During her stay in England from 1939 to 1950, she studied the chromosomes of a variety of garden plants. Her research on chromosomal counts and ploidy shed insight on the development of species and variants. The Chromosome Atlas of Cultivated Plants, which she co-authored with C. D. Darlington in 1945, included much of her own research on several species. In addition to medicinal and other plants, Ammal researched the genera Solanum, Datura, Mentha, Cymbopogon, and Dioscorea. Polyploidy, she said, was responsible for the faster rate of plant diversification in the chilly and wet northeast Himalayas than in the cold and dry northwest Himalayas. According to her, the presence of Chinese and Malayan components in northeast India's flora resulted in natural hybridization between these and the region's native flora, resulting to additional plant diversity. Following her retirement, Ammal continued to work, specializing in medicinal plants and ethnobotany. She continued to publish the original results of her study.
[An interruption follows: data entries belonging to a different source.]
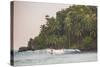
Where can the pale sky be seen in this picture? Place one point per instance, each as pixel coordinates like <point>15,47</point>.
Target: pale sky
<point>28,16</point>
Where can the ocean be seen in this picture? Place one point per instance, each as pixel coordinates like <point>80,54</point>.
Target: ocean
<point>41,57</point>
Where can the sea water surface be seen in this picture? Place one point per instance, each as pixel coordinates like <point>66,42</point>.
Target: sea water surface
<point>39,57</point>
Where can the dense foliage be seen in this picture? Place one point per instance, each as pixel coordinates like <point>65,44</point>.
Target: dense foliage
<point>73,27</point>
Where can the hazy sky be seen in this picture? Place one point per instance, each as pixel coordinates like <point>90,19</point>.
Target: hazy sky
<point>28,16</point>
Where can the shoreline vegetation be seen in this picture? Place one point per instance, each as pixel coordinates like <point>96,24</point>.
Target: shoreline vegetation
<point>73,28</point>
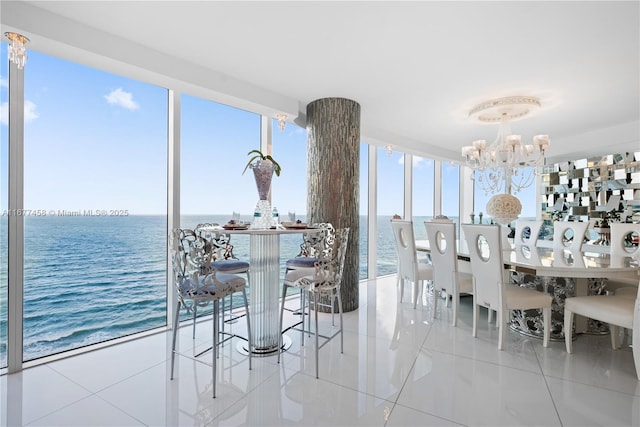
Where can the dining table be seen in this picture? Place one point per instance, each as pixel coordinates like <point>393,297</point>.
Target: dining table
<point>561,273</point>
<point>264,286</point>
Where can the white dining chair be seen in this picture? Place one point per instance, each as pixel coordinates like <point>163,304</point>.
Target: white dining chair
<point>490,284</point>
<point>563,239</point>
<point>224,261</point>
<point>527,232</point>
<point>444,258</point>
<point>624,247</point>
<point>620,310</point>
<point>324,281</point>
<point>409,269</point>
<point>198,283</point>
<point>624,241</point>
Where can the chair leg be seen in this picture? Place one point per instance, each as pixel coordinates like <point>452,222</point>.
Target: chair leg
<point>636,343</point>
<point>195,312</point>
<point>284,295</point>
<point>474,331</point>
<point>546,319</point>
<point>315,309</point>
<point>435,301</point>
<point>246,310</point>
<point>173,339</point>
<point>568,330</point>
<point>214,352</point>
<point>304,302</point>
<point>455,300</point>
<point>614,330</point>
<point>341,328</point>
<point>501,328</point>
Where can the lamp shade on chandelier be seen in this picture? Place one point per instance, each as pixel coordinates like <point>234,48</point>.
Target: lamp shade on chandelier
<point>17,51</point>
<point>504,208</point>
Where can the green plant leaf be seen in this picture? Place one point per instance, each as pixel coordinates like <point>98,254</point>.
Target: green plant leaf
<point>260,156</point>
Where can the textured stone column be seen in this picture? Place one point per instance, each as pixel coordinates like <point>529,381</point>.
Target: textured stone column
<point>333,162</point>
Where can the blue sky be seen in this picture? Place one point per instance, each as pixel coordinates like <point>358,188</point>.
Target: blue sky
<point>95,140</point>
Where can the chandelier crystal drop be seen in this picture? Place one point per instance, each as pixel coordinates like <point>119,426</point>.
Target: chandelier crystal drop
<point>17,51</point>
<point>502,165</point>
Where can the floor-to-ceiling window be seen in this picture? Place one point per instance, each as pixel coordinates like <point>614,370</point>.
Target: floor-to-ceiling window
<point>422,194</point>
<point>214,142</point>
<point>390,181</point>
<point>4,199</point>
<point>289,190</point>
<point>364,216</point>
<point>451,193</point>
<point>95,149</point>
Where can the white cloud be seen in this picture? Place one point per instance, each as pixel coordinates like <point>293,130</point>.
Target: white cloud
<point>122,99</point>
<point>30,113</point>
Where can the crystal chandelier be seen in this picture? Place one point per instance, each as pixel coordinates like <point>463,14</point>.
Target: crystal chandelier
<point>507,164</point>
<point>282,121</point>
<point>17,51</point>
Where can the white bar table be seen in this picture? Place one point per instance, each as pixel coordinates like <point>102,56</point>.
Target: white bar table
<point>264,289</point>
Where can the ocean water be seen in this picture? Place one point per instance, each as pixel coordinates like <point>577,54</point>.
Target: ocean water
<point>91,279</point>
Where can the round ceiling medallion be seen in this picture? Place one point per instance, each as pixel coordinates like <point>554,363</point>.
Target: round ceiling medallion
<point>510,107</point>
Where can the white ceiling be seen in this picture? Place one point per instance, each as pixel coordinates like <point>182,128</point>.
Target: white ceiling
<point>416,68</point>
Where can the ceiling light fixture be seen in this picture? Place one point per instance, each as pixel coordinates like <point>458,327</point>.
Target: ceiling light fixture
<point>501,163</point>
<point>506,165</point>
<point>282,121</point>
<point>17,51</point>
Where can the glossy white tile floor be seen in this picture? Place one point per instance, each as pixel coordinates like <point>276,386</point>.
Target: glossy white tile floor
<point>399,368</point>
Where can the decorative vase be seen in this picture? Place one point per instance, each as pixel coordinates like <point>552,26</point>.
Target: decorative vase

She established a medicinal plant garden at the Center of Advanced Study Field Laboratory, where she lived and worked. She also worked on cytology and ethnobotany.

Dr. Janaki, a geneticist working for the Royal Horticultural Society's Garden Wisley in the early 1950s, was studying the effects of colchicine on a variety of woody plants, including Magnolia. A stock solution in water is prepared and applied to the growing tip of young seedlings once the cotyledons (seed leaves) have fully expanded. Chromosomes are doubled, providing the cells twice as many as normal. The resultant plants have heavier-textured leaves, and their blooms are varied, generally with thicker tepals, allowing them to live longer. As Magnolia kobus seeds were plentiful, Dr. Janaki Ammal treated a number of seedlings before planting them on Battleston Hill at Wisley.

Ammal was elected a Fellow of the Indian Academy of Sciences in 1935 and the Indian National Science Academy in 1957. She received an honorary LL.D. from the University of Michigan in 1956. In 1977, the government of India awarded her the Padma Shri. The Ministry of Environment and Forestry of the Government of India established the National Award of Taxonomy in her honor in 2000.